Here’s a fantastic free resource for foreign language learning. The University of Wisconsin Au Claire allows anyone to view their live or archived Ojibwe (Chippewa) language classes absolutely free.
The University says:
Welcome to our Online Ojibwe Language Program, where anyone can watch our live or archived classes for free. Archived classes can be found below, along with instructions for viewing. UW-Eau Claire offers two years of Ojibwe Language, and a “Certificate of Ojibwe Language.” Ojibwe courses can be used to fulfill the foreign language requirement for a baccalaureate degree.
Ojibwe is the heritage language of more than 200,000 Ojibwe people in the United States and Canada.
Wikipedia explains:
The Ojibwe, Ojibwa, Chippewa, or Saulteaux are an Anishinaabe people of Canada and the United States. They are one of the most numerous indigenous peoples north of the Rio Grande. In Canada, they are the second-largest First Nations population, surpassed only by the Cree. In the United States, they have the fifth-largest population among Native American peoples, surpassed in number only by the Navajo, Cherokee, Choctaw and Sioux.
The Ojibwe are known for their birch bark canoes, birch bark scrolls, mining and trade in copper, as well as their cultivation of wild rice and maple syrup.

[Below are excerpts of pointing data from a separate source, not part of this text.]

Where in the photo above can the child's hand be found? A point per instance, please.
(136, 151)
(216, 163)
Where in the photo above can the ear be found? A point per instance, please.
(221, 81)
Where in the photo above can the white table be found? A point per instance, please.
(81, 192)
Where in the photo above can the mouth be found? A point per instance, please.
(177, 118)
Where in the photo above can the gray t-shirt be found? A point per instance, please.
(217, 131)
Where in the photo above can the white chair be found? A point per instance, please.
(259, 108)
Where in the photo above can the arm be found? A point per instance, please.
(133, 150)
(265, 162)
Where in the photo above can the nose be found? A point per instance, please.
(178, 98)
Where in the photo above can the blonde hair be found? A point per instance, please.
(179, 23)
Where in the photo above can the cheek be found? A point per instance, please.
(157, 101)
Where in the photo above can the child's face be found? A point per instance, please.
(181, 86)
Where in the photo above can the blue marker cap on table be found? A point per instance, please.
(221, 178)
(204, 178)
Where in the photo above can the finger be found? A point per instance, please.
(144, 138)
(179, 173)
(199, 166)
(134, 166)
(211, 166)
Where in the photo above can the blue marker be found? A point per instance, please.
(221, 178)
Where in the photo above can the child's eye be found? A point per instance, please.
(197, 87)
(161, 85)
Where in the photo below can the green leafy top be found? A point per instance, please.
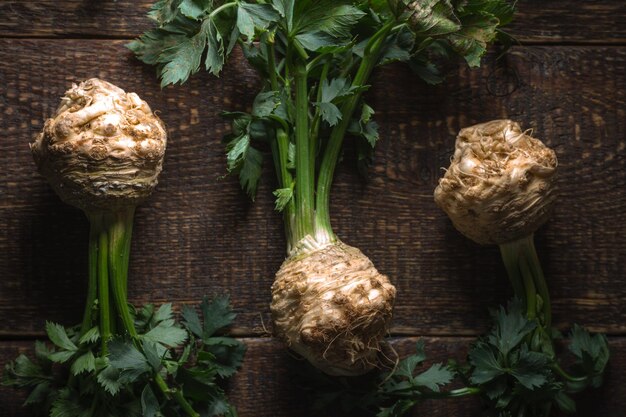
(508, 368)
(194, 359)
(315, 58)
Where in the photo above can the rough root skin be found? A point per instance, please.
(500, 185)
(103, 149)
(333, 307)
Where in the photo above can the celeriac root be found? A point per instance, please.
(500, 186)
(333, 307)
(103, 149)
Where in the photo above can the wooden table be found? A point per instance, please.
(200, 235)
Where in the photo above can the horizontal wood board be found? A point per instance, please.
(199, 234)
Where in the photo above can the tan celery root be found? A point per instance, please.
(500, 185)
(333, 307)
(103, 148)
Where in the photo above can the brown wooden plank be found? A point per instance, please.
(268, 386)
(595, 21)
(199, 235)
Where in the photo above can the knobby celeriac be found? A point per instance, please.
(314, 60)
(102, 152)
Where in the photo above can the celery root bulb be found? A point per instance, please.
(333, 307)
(500, 186)
(103, 148)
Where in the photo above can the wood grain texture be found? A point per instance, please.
(199, 235)
(589, 21)
(270, 387)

Their Midewiwin Society is well respected as the keeper of detailed and complex scrolls of events, oral history, songs, maps, memories, stories, geometry, and mathematics.

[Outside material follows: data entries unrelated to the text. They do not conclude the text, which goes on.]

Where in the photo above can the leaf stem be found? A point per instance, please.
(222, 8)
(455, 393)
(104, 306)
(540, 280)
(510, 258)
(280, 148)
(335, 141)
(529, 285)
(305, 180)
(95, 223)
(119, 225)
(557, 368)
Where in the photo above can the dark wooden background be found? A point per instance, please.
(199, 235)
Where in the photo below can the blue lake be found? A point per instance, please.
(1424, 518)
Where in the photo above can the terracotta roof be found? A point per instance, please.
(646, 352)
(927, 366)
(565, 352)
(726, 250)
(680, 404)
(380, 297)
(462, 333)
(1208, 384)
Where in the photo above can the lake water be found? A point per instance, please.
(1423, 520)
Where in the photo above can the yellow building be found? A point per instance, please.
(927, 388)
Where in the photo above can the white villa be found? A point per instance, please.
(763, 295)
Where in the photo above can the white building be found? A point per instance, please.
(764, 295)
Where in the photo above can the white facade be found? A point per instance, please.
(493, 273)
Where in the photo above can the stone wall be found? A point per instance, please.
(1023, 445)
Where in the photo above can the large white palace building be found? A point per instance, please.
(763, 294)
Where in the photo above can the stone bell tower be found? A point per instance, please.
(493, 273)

The Ojibwe language is known as Anishinaabemowin or Ojibwemowin, and is still widely spoken, although the number of fluent speakers has declined sharply. Today, most of the language’s fluent speakers are elders. Since the early 21st century, there is a growing movement to revitalize the language, and restore its strength as a central part of Ojibwe culture.
Find out more about the classes here.
For more Ojibwe language learning, see the Ojibwe People’s Dictionary, a free searchable, talking Ojibwe-English dictionary that features the voices of Ojibwe speakers. It is also a gateway into the Ojibwe collections at the Minnesota Historical Society.